Prove that if the functions f: D--> R is continuous at x=a, then l f l (absolute value of f) is also continuous at x=a.

Homework Equations

The Attempt at a Solution

part 1) since a(x) = |x|, then given any $$\epsilon$$ > 0, then for all l f(x) - f(a) l < $$\epsilon$$, since l x - a l < $$\delta$$ when delta = epsilon, since f(x) = l x l


part 2) since f is continuous, then the absolute value of f is also continuous since it doesn't change any of the relationships

then given any $$\epsilon$$ > 0, then for all l f(x) - f(a) l < $$\epsilon$$, since l x - a l < $$\delta$$ when delta = epsilon, since f(x) = l x l

 

[LCKurtz]

Homework Statement

part 1)Show the function a(x)=|x| is a continuous function from R to R;

part 2)

Prove that if the functions f: D--> R is continuous at x=a, then l f l (absolute value of f) is also continuous at x=a.

Homework Equations

The Attempt at a Solution

part 1) since a(x) = |x|, then given any $$\epsilon$$ > 0, then for all l f(x) - f(a) l < $$\epsilon$$, since l x - a l < $$\delta$$ when delta = epsilon, since f(x) = l x l

Not quite. Both the argument and the writeup need improvement.

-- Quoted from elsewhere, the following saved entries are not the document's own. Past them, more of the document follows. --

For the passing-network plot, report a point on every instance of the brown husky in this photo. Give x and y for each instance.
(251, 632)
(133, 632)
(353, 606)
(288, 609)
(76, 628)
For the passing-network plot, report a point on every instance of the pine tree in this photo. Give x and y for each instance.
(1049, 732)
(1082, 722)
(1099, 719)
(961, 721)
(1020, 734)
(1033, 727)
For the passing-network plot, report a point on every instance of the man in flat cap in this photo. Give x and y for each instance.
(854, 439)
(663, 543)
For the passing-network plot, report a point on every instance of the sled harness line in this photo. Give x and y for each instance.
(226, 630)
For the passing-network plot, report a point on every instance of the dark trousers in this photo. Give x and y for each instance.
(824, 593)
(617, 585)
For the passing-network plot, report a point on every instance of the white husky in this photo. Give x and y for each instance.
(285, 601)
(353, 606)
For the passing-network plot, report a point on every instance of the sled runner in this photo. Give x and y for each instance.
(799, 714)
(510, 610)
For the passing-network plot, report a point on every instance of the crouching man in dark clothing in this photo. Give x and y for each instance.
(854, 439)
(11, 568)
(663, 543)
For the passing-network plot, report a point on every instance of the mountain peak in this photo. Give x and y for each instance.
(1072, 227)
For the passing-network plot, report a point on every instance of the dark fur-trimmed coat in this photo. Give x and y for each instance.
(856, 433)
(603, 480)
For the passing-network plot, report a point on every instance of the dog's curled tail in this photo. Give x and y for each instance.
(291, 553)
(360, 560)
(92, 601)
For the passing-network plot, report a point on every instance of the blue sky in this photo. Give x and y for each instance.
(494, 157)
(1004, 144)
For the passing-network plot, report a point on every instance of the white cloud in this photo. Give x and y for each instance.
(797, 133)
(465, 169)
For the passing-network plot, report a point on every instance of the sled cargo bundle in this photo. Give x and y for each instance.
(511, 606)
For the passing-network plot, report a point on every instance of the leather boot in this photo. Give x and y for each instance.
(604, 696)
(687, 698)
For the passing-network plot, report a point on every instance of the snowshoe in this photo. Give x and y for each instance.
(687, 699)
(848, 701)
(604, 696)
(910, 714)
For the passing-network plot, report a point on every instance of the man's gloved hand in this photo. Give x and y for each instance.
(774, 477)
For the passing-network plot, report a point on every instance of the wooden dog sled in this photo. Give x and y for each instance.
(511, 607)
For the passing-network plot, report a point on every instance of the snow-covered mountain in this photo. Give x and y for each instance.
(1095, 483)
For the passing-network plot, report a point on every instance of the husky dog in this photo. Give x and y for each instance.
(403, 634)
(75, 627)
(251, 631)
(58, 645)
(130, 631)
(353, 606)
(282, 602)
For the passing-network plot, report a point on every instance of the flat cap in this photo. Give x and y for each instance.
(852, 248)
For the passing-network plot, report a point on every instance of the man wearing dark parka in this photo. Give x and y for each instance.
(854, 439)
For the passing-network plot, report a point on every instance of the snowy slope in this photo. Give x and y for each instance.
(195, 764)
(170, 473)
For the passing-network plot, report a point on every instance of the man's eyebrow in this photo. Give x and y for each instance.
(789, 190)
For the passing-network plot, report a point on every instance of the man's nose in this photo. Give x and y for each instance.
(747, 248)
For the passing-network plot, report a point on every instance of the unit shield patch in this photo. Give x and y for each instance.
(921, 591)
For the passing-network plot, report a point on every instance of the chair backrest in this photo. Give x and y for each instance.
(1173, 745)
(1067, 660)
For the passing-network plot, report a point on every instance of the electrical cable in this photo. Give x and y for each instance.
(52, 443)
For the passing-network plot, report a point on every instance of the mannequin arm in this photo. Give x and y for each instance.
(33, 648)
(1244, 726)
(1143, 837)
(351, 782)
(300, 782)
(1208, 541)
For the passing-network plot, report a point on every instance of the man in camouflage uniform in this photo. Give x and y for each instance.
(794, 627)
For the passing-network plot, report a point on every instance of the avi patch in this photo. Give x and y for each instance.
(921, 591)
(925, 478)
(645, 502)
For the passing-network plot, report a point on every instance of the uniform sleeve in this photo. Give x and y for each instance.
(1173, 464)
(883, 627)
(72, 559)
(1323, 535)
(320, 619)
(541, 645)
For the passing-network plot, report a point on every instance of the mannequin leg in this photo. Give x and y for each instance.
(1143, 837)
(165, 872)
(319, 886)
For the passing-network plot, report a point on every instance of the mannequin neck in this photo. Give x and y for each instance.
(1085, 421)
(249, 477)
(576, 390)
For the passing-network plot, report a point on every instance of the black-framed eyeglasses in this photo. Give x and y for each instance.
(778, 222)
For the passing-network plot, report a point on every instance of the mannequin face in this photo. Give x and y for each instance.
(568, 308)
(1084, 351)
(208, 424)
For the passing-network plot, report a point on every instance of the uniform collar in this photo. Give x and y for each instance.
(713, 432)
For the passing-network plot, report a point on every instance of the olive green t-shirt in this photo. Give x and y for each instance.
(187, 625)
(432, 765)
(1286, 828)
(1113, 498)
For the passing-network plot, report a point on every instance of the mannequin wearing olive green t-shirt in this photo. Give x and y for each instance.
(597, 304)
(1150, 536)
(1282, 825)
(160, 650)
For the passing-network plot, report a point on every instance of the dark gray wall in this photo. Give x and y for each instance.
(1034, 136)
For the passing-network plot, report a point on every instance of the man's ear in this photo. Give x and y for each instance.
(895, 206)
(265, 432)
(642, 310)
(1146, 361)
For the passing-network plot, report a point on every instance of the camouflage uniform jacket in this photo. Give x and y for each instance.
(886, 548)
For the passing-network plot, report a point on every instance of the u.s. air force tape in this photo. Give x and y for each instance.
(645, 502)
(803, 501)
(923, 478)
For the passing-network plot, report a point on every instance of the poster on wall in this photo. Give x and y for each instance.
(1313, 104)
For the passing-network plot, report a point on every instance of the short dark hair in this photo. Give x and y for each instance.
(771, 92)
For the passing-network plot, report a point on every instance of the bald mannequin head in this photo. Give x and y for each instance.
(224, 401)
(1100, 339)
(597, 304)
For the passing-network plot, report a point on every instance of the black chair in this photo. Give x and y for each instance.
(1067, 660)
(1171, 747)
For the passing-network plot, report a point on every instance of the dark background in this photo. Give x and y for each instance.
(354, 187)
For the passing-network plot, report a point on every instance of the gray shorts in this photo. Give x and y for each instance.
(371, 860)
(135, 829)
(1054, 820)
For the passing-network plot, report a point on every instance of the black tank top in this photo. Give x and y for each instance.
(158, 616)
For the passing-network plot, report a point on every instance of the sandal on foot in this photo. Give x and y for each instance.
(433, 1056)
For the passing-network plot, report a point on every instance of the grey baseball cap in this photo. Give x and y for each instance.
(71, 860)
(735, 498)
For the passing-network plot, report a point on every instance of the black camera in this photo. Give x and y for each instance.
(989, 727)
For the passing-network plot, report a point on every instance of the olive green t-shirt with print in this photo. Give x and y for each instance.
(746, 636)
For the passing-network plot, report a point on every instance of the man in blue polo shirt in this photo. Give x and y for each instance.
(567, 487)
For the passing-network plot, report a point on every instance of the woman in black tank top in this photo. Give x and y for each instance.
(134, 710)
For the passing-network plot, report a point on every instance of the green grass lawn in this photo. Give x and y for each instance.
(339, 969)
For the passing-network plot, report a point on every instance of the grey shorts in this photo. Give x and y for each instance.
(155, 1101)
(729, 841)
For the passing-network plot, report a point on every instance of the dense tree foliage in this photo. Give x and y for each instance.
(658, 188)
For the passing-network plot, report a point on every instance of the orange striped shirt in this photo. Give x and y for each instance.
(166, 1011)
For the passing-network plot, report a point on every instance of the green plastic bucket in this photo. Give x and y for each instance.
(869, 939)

Your final proof for part 1 should look something like this:

Suppose ε > 0. Pick δ = ε (if that is what works). Then if |x-a| < δ you have... At this point you need to give an argument to show that

|f(x) - f(a)| = | |x| - |a| |< ε

I used f(x) instead of a(x) for your function so it doesn't use "a" twice.